Working through complicated regulations and getting the necessary approvals can create "cascading failures" – delays and disruptions to various stages – that ultimately increase costs.
"The volume of planning regulations in some areas has gone up significantly over the past few decades and can now run into thousands of pages," the report states.
“Policy-makers must weigh up the advantages of regulation – like neighbourhood character, cutting back on carbon emissions, making homes more accessible, building standards and safety, and a good quality of life, against the negative impacts on construction productivity and the affordability of housing that these regulations can have.”
“At the moment, policymakers are getting this balance wrong, and one of the outcomes is low construction productivity and housing that's becoming increasingly unaffordable.”
Julie Abramson, the Productivity Commissioner, said there was "no one thing to be held responsible" for poor productivity in the housing sector, but governments could simplify regulatory hurdles and "encourage innovation in an industry where the way we build homes hasn't changed much for years".
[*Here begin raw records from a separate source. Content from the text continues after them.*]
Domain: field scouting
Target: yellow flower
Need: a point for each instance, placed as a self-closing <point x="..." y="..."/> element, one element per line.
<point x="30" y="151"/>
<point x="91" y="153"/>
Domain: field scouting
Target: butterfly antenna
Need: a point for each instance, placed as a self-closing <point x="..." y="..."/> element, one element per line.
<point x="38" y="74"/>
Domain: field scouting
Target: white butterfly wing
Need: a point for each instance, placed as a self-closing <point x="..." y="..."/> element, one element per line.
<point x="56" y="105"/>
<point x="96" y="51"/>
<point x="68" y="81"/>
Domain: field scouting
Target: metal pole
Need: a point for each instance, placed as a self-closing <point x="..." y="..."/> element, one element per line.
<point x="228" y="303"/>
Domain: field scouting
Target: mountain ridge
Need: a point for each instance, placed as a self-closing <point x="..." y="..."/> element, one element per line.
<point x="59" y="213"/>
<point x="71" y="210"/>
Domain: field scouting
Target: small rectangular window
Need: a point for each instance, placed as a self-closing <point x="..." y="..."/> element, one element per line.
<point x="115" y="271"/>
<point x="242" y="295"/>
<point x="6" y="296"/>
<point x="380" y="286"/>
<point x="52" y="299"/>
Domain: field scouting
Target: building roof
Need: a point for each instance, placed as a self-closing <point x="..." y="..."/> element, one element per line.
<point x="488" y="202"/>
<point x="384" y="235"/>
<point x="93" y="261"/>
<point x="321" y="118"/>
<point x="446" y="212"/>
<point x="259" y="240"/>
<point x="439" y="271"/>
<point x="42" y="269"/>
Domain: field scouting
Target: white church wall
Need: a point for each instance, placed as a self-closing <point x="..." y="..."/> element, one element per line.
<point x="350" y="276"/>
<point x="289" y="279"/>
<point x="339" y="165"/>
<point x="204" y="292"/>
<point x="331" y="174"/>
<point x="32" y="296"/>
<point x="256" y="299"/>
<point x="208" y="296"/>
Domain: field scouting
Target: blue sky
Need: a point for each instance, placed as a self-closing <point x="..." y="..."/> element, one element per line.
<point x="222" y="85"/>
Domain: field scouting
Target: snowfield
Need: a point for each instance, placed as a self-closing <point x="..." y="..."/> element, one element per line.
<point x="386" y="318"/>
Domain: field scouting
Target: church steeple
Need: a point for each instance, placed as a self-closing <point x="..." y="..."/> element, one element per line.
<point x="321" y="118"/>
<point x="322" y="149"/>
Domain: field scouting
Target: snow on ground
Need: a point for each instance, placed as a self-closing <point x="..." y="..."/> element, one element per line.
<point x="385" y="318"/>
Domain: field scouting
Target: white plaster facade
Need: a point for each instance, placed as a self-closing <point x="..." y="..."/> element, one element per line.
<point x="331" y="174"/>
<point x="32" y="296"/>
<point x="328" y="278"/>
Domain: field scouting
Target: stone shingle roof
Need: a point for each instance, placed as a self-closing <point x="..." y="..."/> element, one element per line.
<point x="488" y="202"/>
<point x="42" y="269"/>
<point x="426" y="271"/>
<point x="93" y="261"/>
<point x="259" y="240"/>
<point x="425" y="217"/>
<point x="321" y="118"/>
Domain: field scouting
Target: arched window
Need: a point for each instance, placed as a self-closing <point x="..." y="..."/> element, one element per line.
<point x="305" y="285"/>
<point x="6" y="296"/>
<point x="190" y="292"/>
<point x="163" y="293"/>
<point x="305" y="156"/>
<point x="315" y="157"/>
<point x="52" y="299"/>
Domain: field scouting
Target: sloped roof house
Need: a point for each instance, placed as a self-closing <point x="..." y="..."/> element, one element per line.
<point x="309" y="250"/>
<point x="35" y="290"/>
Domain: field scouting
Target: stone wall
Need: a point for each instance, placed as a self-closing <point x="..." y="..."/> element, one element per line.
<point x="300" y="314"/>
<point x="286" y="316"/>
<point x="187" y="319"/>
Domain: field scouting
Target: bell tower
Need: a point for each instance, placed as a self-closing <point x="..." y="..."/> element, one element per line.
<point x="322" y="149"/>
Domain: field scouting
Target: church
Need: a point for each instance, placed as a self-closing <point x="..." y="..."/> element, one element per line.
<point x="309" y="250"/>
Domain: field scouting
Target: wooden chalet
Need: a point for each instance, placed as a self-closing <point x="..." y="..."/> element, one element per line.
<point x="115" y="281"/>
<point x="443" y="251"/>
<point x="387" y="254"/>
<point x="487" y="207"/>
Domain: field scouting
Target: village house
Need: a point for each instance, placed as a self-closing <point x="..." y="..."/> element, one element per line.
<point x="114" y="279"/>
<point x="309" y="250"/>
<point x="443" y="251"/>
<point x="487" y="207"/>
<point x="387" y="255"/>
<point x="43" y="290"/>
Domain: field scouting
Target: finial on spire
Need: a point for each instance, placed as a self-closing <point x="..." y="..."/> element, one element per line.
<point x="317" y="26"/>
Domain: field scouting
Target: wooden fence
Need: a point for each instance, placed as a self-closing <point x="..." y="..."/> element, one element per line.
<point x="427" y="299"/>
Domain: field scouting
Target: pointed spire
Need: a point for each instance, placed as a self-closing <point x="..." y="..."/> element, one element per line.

The code had been a positive development overall and "remains sound in principle" but "some aspects of the code and the way it's implemented, including its interaction with state and local government regulations, impose unnecessarily high costs on building construction".
The CEO of Master Builders Australia, Denita Wawn, said the suggestions were "sensible" and welcomed the report.
“Every day we put off dealing with the challenges we're facing in the industry, the longer we delay, the bigger the housing crisis becomes,” Wawn said.
“There’s no magic solution to fixing the productivity crisis in the industry, and it'll take a joint effort from governments at all levels to get it right.”